Iran has sought to address what it perceives as unequal treatment. In a leaked draft of the Chinese-Iranian Comprehensive Strategic Partnership agreement, there are provisions calling for joint defense production ventures as part of security cooperation. Whether such joint production enterprises will materialize has yet to be seen, as China has yet to even sell drones to Iran. Other Chinese efforts to invest in production in Iran have struggled, particularly oil and gas.

Selling a substantial arsenal to Iran would endanger China’s other partnerships in the region, to say nothing of heightening regional threat perceptions and tilting the Middle East towards further instability. The financial rewards of any such sales are not worth upsetting the entire basis of Chinese foreign policy in the Middle East.

Another pillar of China’s Middle East strategy is reliance on the U.S. security architecture in the region. While China has made its own strides in mobilising its naval fleet and leveraging a logistical base in Djibouti off the Gulf of Aden, these developments pale in comparison with the U.S. military presence in the region. The U.S. presence serves to secure the flow of oil from Middle Eastern producers to China. Significant arms sales to Iran could increase the likelihood of a confrontation between U.S. and Iranian forces in the Persian Gulf—an outcome Chinese policymakers fear. Furthermore, China’s relationship with the U.S. will always be a higher priority than its relationship with Iran. Historically, China has pulled back from engagement with Iran under U.S. pressure. Until the latest UN vote to extend the arms embargo in Iran, China generally did not defy the United States on Iran. In this regard, the vote was more of an ill-omen for U.S. multilateralism and the U.S.-China relationship than a material promise of China’s commitment to Iran.

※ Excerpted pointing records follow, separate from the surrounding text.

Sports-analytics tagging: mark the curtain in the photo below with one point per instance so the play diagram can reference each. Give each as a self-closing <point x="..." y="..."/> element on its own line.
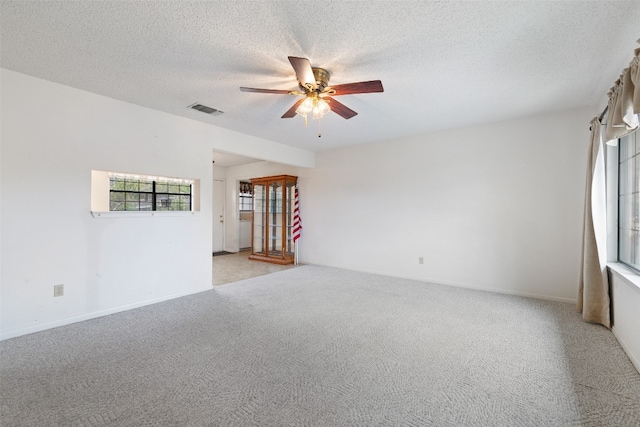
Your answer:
<point x="622" y="119"/>
<point x="624" y="102"/>
<point x="593" y="293"/>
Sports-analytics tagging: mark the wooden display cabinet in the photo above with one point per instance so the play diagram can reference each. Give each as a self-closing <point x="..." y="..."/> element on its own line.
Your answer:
<point x="271" y="230"/>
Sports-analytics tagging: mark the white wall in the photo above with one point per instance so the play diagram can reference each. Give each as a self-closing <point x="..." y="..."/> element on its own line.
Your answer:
<point x="625" y="299"/>
<point x="497" y="207"/>
<point x="52" y="137"/>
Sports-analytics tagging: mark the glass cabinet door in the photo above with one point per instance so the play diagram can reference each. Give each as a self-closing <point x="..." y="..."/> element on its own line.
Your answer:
<point x="288" y="220"/>
<point x="259" y="218"/>
<point x="273" y="210"/>
<point x="275" y="219"/>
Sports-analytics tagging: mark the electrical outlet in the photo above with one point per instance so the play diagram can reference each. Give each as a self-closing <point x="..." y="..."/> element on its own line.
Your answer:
<point x="58" y="290"/>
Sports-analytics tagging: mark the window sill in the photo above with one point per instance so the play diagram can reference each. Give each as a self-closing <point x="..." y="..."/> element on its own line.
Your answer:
<point x="143" y="214"/>
<point x="628" y="275"/>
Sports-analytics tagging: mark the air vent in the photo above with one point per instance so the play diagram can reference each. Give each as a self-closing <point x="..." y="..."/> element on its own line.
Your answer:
<point x="205" y="109"/>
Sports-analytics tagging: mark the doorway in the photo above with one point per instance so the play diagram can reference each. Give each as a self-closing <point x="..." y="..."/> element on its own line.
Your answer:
<point x="218" y="215"/>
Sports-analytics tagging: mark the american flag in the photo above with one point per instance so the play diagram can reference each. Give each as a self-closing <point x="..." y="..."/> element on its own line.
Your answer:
<point x="297" y="224"/>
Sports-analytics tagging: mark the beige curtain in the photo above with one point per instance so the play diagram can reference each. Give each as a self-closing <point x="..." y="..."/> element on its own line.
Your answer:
<point x="593" y="293"/>
<point x="624" y="102"/>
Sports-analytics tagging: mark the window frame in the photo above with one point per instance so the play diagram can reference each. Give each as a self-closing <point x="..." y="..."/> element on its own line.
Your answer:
<point x="633" y="164"/>
<point x="100" y="196"/>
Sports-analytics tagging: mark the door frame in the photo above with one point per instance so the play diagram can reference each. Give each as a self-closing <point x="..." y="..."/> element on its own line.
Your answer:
<point x="213" y="212"/>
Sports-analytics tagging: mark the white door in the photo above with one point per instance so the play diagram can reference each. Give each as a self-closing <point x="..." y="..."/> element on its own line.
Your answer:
<point x="218" y="215"/>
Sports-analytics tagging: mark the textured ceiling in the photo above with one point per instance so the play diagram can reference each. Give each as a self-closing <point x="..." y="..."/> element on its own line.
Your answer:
<point x="445" y="64"/>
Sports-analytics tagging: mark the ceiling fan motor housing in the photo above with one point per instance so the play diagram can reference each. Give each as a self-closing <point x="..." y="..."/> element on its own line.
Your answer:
<point x="322" y="78"/>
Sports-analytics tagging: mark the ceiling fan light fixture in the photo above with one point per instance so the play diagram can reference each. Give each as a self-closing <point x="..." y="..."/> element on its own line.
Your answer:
<point x="313" y="105"/>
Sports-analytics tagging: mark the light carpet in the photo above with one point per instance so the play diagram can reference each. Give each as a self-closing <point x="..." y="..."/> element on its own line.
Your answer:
<point x="317" y="346"/>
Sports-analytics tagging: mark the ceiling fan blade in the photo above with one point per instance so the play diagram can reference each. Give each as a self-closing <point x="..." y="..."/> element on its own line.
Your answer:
<point x="360" y="87"/>
<point x="291" y="112"/>
<point x="303" y="70"/>
<point x="252" y="89"/>
<point x="341" y="109"/>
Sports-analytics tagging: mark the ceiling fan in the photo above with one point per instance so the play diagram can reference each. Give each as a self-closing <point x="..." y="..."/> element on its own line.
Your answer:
<point x="318" y="95"/>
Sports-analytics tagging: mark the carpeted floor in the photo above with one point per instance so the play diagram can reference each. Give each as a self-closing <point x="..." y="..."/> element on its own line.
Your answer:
<point x="316" y="346"/>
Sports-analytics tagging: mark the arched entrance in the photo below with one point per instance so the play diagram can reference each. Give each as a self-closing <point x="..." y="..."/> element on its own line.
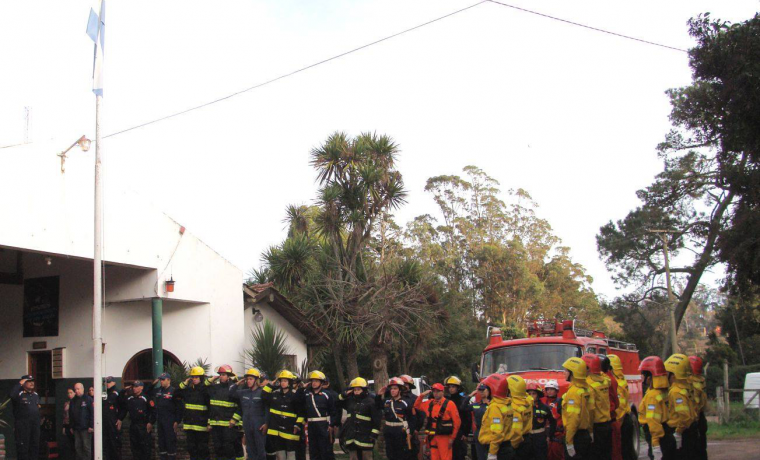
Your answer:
<point x="140" y="366"/>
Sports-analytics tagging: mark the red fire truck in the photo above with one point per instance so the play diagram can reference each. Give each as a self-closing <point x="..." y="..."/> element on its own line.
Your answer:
<point x="540" y="357"/>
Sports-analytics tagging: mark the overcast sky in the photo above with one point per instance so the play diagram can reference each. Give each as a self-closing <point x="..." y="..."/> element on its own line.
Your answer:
<point x="571" y="115"/>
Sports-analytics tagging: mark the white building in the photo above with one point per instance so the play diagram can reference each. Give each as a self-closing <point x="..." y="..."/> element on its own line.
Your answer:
<point x="46" y="282"/>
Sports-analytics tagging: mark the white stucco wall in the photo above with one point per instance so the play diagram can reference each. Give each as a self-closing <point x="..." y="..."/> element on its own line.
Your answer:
<point x="296" y="341"/>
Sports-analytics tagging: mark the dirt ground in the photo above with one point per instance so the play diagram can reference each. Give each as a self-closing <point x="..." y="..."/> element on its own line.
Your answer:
<point x="731" y="449"/>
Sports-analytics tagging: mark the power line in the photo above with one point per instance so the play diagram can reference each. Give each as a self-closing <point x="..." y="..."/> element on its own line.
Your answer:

Finally, there is also the matter of whether Iran can actually pay for large orders of advanced arms. Years of sanctions had taken their toll even before the COVID-19 crisis has ravaged the country’s economy and taken over 29,000 lives. Even with the appetite for defense spending of an increasingly militarised state, Iranian priorities will have to adapt, and Beijing’s motivation is profit. Additionally, the PRC does not manufacture the kinds of weaponry Iran covets. Iran is desperately in need of air-to-air machinery and air defense systems. Despite much effort, China cannot yet produce passable jet engines, and there are questions about its drones. China and Iran are mismatched when it comes to the weaponry on offer and spending capacity.

When it comes to trade, politics, and wider security, Chinese and Iranian interests can often align, but the partnership between the countries has not developed into a functional alliance. Certainly, the end of the UN arms embargo on Iran presents a long-term commercial opportunity for China’s defense industry. But in concert with both China’s ambitions and restraint in the region, it is unlikely that China will move to capitalise on the expiration of the arms embargo.